Folders organization in Data Lake

Data Warehouse
- A data warehouse is a centralized repository of integrated, structured, historical data from various sources within an organization. It is designed to support business intelligence (BI) and analytical processes, enabling organizations to make informed decisions based on a holistic view of their data. Data warehouses provide a foundation for data analysis, reporting, and data mining, allowing users to extract insights and patterns from large datasets.
- The common design of data warehouses incorporates a staging area where raw data is extracted from various sources using ETL tools like Informatica PowerCenter, SSIS, Data Stage, Talend, and more. The extracted data is then transformed into a data model within the data warehouse, either using an ETL tool or SQL statements. There are several architectural approaches to design a data warehouse, including the Inmon, Kimball, and Data Vault methodologies.
Modern Data Warehouse
A modern data warehouse is an evolved and technologically advanced version of the traditional data warehouse, designed to handle the challenges posed by the ever-increasing volumes of data, diverse data sources, and the need for real-time analytics.
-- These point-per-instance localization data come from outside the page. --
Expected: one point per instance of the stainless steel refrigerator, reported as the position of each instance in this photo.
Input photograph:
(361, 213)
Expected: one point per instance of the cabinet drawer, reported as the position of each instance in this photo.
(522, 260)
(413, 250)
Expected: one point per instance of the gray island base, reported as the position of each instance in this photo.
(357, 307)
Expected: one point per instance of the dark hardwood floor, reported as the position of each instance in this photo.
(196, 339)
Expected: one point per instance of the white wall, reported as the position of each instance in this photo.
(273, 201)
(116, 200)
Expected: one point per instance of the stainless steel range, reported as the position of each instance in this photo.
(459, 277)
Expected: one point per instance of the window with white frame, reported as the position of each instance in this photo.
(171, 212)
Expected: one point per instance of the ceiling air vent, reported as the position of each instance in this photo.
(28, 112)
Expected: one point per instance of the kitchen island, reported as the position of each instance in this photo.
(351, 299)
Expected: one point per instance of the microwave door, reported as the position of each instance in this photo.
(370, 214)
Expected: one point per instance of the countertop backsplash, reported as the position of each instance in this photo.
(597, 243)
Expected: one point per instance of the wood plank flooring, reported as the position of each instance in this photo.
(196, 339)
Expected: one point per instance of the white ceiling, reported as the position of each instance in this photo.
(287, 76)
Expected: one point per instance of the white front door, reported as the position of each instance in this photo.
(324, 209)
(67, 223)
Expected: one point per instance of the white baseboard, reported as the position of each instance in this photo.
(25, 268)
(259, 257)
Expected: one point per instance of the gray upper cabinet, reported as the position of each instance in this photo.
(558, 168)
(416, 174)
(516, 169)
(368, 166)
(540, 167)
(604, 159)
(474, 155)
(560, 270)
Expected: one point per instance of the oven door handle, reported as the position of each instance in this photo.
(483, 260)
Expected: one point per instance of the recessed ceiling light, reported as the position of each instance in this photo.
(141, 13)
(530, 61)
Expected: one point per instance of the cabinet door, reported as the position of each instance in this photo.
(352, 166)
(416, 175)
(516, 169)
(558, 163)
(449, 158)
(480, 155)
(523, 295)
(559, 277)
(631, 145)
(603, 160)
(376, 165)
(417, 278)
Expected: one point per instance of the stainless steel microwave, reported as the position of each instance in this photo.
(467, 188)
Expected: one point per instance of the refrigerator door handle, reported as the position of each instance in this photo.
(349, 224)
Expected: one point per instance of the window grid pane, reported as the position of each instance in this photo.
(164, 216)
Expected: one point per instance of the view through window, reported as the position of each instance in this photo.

It leverages modern technologies and architectures to provide greater agility, scalability, and flexibility in data management and analytics.
Two-tier Data Warehouse: Pros and Cons
Advantages:
- Data is structured, modeled, cleaned, and prepared.
- Easy access to data.
- Optimized for reporting purposes.
- Column and row-level security, data masking.
- ACID transaction support.
Disadvantages:
- Complexity and time-consuming for changes in implementation in the data model and the ETL process.
- Schema must be defined.
- Costs of the platform (depends on the database provider and type).
- Database vendor dependence (Complex in a migration from, for instance, Oracle to SQL Server).
Data Lake History
- Early Data Warehousing (1980s - 2000s): In the early days of data management, organizations relied on data warehouses to store and analyze structured data. These data warehouses were optimized for structured data, and data had to be cleaned, transformed, and loaded before it could be analyzed.
- Rise of Big Data (Mid-2000s - Early 2010s): With the explosion of digital data from various sources like social media, sensors, and logs, the limitations of traditional data warehouses became apparent. Organizations faced challenges in handling unstructured and semi-structured data. Technologies like Hadoop emerged to address these challenges, providing distributed storage and processing capabilities.
- Introduction of Hadoop and NoSQL (Early 2010s): Hadoop, an open-source framework, introduced the idea of distributed storage (HDFS) and processing (MapReduce) for big data. This allowed organizations to store and process vast amounts of data across commodity hardware. NoSQL databases also gained popularity for their ability to handle diverse data types and high-speed data ingestion.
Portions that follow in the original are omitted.